Two Lochaber women have just returned from the trip of a lifetime, forging links with a church in southern Africa.
Reverend Morag Muirhead, of Fort William, and June Cairns, of Arisaig, were representing the Church of Scotland’s Lochaber Presbytery on its first twinning visit to Zambia.
The partnership with the Emmasdale congregation in Lusaka, which belongs to the United Church of Zambia, was established last year and three members of that church visited Lochaber in November.
Mrs Muirhead, 67, who is the ordained local minister for the Duncansburgh MacIntosh Parish Church in Fort William and Kilmonivaig Church in Spean Bridge, said she and Mrs Cairns, 75, jumped at the chance when the Lochaber Presbytery received a reciprocal invitation.
She said: “I had always wanted to visit Zambia since I was a child and it was everything I imagined it to be.
“It was a tremendous experience, but we were there to do a job, which was to try to set up projects that would be mutually beneficial.”
She added that they came back with a few initiatives in the pipeline, two of which relate to an outlying settlement in the Emmasdale area, called Mafuwa.
Mrs Muirhead explained: “It is a small community of about 300 people, including 60 orphans, right out in the bush.
“They live in traditional mud huts with grass roofs or grass huts and they have no water in the village so they have to walk 6km twice a day for water.
“One of the projects is to get a borehole and pump in the village for them.”
She added that the congregation at Kiel Church, near Lochaline on Morvern, were keen to take this one on as they have no water supply in their church.
And she said: “They felt that before they tackle their own water problem, they would like to help a village which also has no water to obtain a supply.”
The minister added that the people of Lochaber could learn a lot from their counterparts in South Africa.
She stated: “The church is growing rapidly.
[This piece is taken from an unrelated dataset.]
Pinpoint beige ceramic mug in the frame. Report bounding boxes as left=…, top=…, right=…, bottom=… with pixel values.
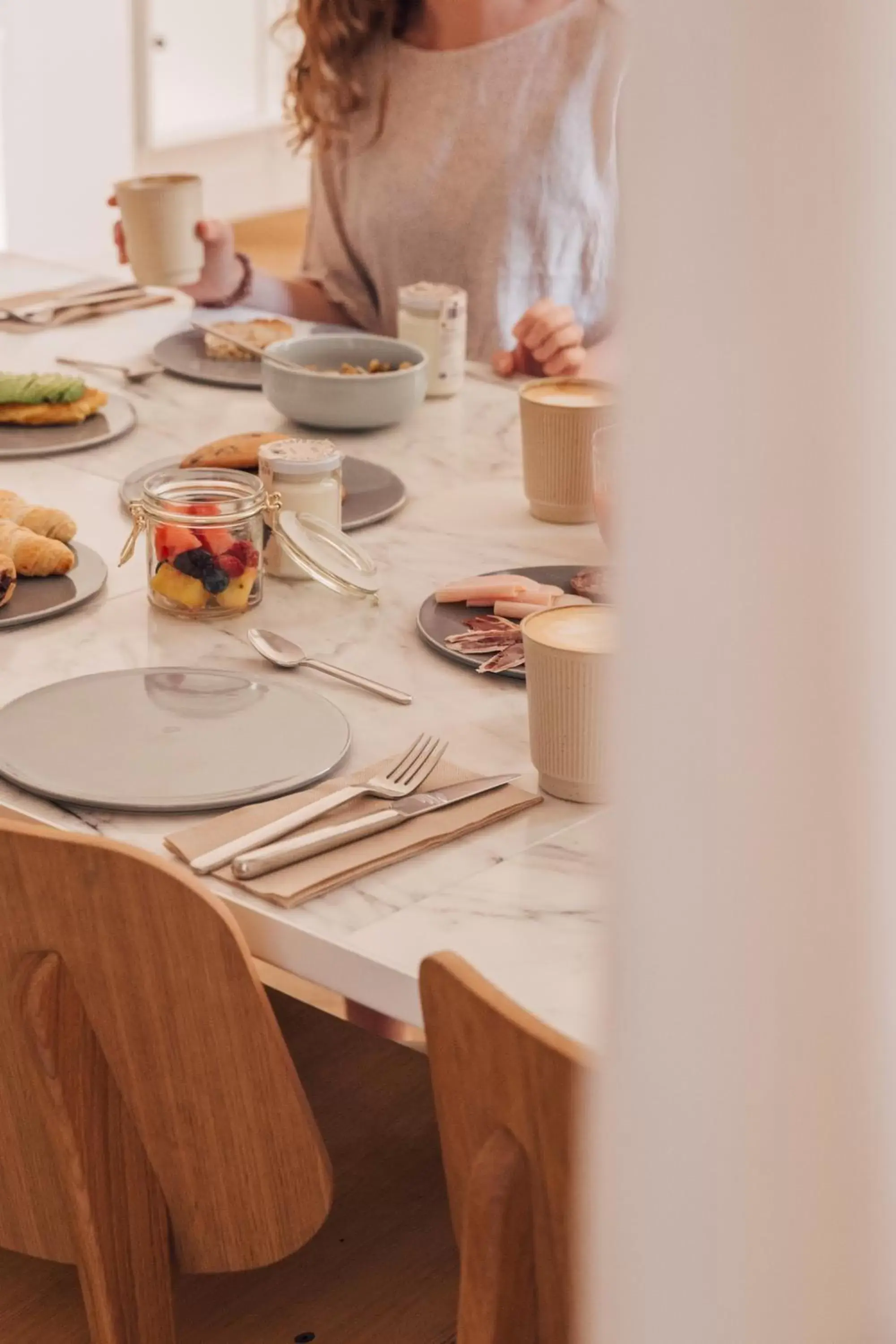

The building can only hold 500 people, so they have to hold two services so that everyone can attend.
“They are now planning to build a bigger church that will hold 2,500 people.
“There are so many ways that we can help them, but we can also learn a lot for them, such as respect and courtesy.”
Mrs Cairns, who is an elder in the North West Lochaber Parish, was also impressed by the people she met.
She said: “I’d always wanted to go to a developing country in the way we went – staying with ordinary people, rather than going with a travel agent and staying in a tourist area.
“What really struck me was the welcome and the friendliness. Everyone was so courteous to each other and they really lived their faith.”
As they were saying goodbye to their hosts, they were each presented with a dress and a shirt made in a fabric bearing the United Church of Zambia symbol.